For a quarter of a century, some of the finest poetry written in the U.S. has come from a modest apartment on a rundown street in Brooklyn. But in recent years it has come only in a thin trickle. Since 1945, only three poems have been published by the charming grey-haired spinster who has won every U.S. poetry prize worth winning. Not that Marianne Moore had been idle in the last eight years; she had never worked so hard in her life. Now 66, she has finished her labor of love: a new verse translation of the 241 Fables of La Fontaine.
Whether a fine poetess (Selected Poems, 1935, What Are Years, 1941, Nevertheless, 1944} should have given up that much of her own writing life in homage to th 17th-century French fabulist is a question critics may well ask. Translator Moore's answer is ready and certain: "Compared with the fables, my own work is insignificant. No poet now living could have written them." By now, Poetess Moore is so soaked in the lessons learned the hard way by La Fontaine's zoo and barnyard folk that "subconsciously I live by his precepts."
The Serpent's Tail.
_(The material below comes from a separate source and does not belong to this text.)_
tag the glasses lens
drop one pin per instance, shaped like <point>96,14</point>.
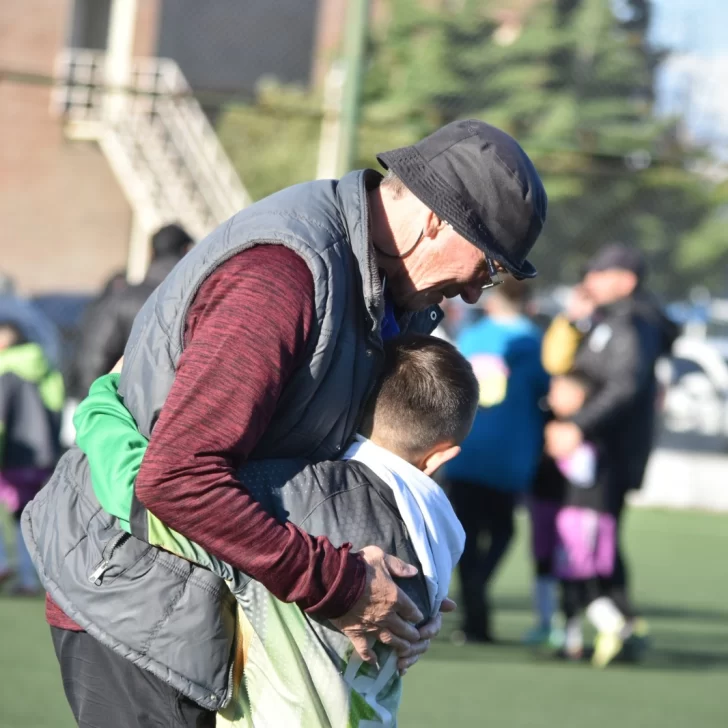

Admittedly, most La Fontaine precepts are as sound as Ben Franklin's--e.g., "Better think of the outcome before you begin," "A counterfeit's sure to be exposed to light"--although they are dressed in brocade rather than homespun. The fables he borrowed from Aesop in La Fontaine's hands became tart and graceful satires on society, with neat plots and sharp blackout punch lines.
But whether they lend themselves to English translation is another matter. Marianne Moore is the only first-rate poet who has ever undertaken to do the whole job. How much better she has done than the standard translators becomes quickly apparent in The Head and Tail of the Serpent. A turn-of-the-century version put the familiar stanza this way:
Two parts the serpent has-- Of men the enemies-- The head and tail: the same Have won a mighty fame, Next to the cruel Fates;-- So that, indeed, hence They once had great debates About precedence.
Poetess Moore's version: A serpent has mobility Which can shatter intrepidity. The tail-tip's mental to-and-fro And taillike taper head's quick blow-- Like Fate's--have the power to appall. Each end had thought for years that it had no equal And that it alone knew What to do.
She was determined to capture not only the literal meaning but the intricate minuets of La Fontaine's rhyme schemes. Two things made the task gargantuan:1) Jean de la Fontaine was one of the cleverest versifiers in all literature; 2) Miss Moore started with the seemingly fatal handicap of only three years of school French. Her first try was so faulty that it had to be thrown away. (Said her mother, who did know French: "This is so coarse, and French is so delicate.") Some of the fables Miss Moore translated ten times before she and her editor were satisfied.
The Purple Grapes. What had seemed at first an amiable chore became a daily burden:"There was no fun in it until after the first five years." Now, the job done, she feels "like a tramp" without a job. Alone in the same apartment where she has lived since 1929, she wonders how her poetic restatement of the old La Fontaine truths will fare in the bookstores. Both the difficulties she faced and the quality of her frequent triumphs can be sensed in her freshening of the ancient favorite, The Fox and the Grapes:
A fox of Gascon, though some say of Norman descent, When starved till faint gazed up at a trellis to which grapes were tied-- Matured till they glowed with a purplish tint As though there were gems inside. Now grapes were what our adventurer on strained haunches chanced to crave, But because he could not reach the vine He said, "These grapes are sour, I'll leave them for some knave." Better, I think, than an embittered whine.